Haesler E, Golay A, Güzelhan C, Schutz Y, Hartmann D, Jéquier E, Felber J P
Institute of Physiology, Faculty of Medicine, University of Lausanne, Switzerland.
Int J Obes Relat Metab Disord. 1994 May;18(5):313-22.
The aim of this single-blind, placebo-controlled study was to investigate the effects of the new beta-adrenergic compound Ro 40-2148 on resting energy expenditure (REE) at rest and after an oral glucose load in non-diabetic obese women before and after two weeks of treatment. After one week of placebo administration and after an overnight fast and one hour rest, REE and glucose and lipid oxidation rates were measured by indirect calorimetry (hood system) before and for 6 h after a single dose of placebo solution. A 75 g oral glucose tolerance test (OGTT) was performed during this period starting 90 min after the placebo administration. During the following two weeks, using a randomization design, six patients received Ro 40-2148 at a dose of 400 mg diluted in 100 ml water twice a day (i.e. 800 mg per day), while six others continued with the placebo administration. The same tests and measurements were repeated after two weeks, except for the treatment group which received the drug instead of the placebo. The 14-day period of drug administration did not increase REE measured in post-absorptive conditions. Similarly, there was no acute effect on REE of a 400 mg dose of Ro 40-2148. In contrast, glucose-induced thermogenesis was significantly increased after two weeks in the treatment group (means +/- s.e.m.: 3.7 +/- 1.3%, P = 0.047), while no change was observed in the placebo group (-0.8 +/- 0.7%, not significant). Since there was no significant change in the respiratory quotient, the increase in energy expenditure observed in the treatment group was due to stimulation of both lipid and glucose oxidation. The drug induced no variations in heart rate, blood pressure, axillary temperature or in plasma glucose, insulin and free fatty acid levels. In conclusion, this study shows that Ro 40-2148 activates glucose-induced thermogenesis in obese non-diabetic patients.

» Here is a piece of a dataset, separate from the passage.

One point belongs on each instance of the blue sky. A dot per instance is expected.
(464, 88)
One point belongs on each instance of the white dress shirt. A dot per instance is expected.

这项单盲、安慰剂对照研究的目的是,在非糖尿病肥胖女性治疗两周前后,调查新型β-肾上腺素能化合物Ro 40-2148对静息能量消耗(REE)以及口服葡萄糖负荷后的影响。在服用一周安慰剂后,经过一夜禁食和一小时休息,在单次服用安慰剂溶液之前及之后6小时,通过间接测热法(头罩系统)测量REE以及葡萄糖和脂质氧化率。在此期间,在服用安慰剂90分钟后开始进行75克口服葡萄糖耐量试验(OGTT)。在接下来的两周内,采用随机设计,6名患者每天两次服用溶于100毫升水中的400毫克Ro 40-2148(即每天800毫克),而另外6名患者继续服用安慰剂。两周后重复相同的测试和测量,但治疗组服用药物而非安慰剂。14天的药物给药期并未增加在吸收后状态下测量的REE。同样,400毫克剂量的Ro 40-2148对REE也没有急性影响。相比之下,治疗组在两周后葡萄糖诱导的产热显著增加(平均值±标准误:3.7±1.3%,P = 0.047),而安慰剂组未观察到变化(-0.8±0.7%,无显著性)。由于呼吸商没有显著变化,治疗组观察到的能量消耗增加是由于脂质和葡萄糖氧化均受到刺激。该药物未引起心率、血压、腋窝温度或血浆葡萄糖、胰岛素和游离脂肪酸水平的变化。总之,本研究表明Ro 40-2148可激活肥胖非糖尿病患者的葡萄糖诱导产热。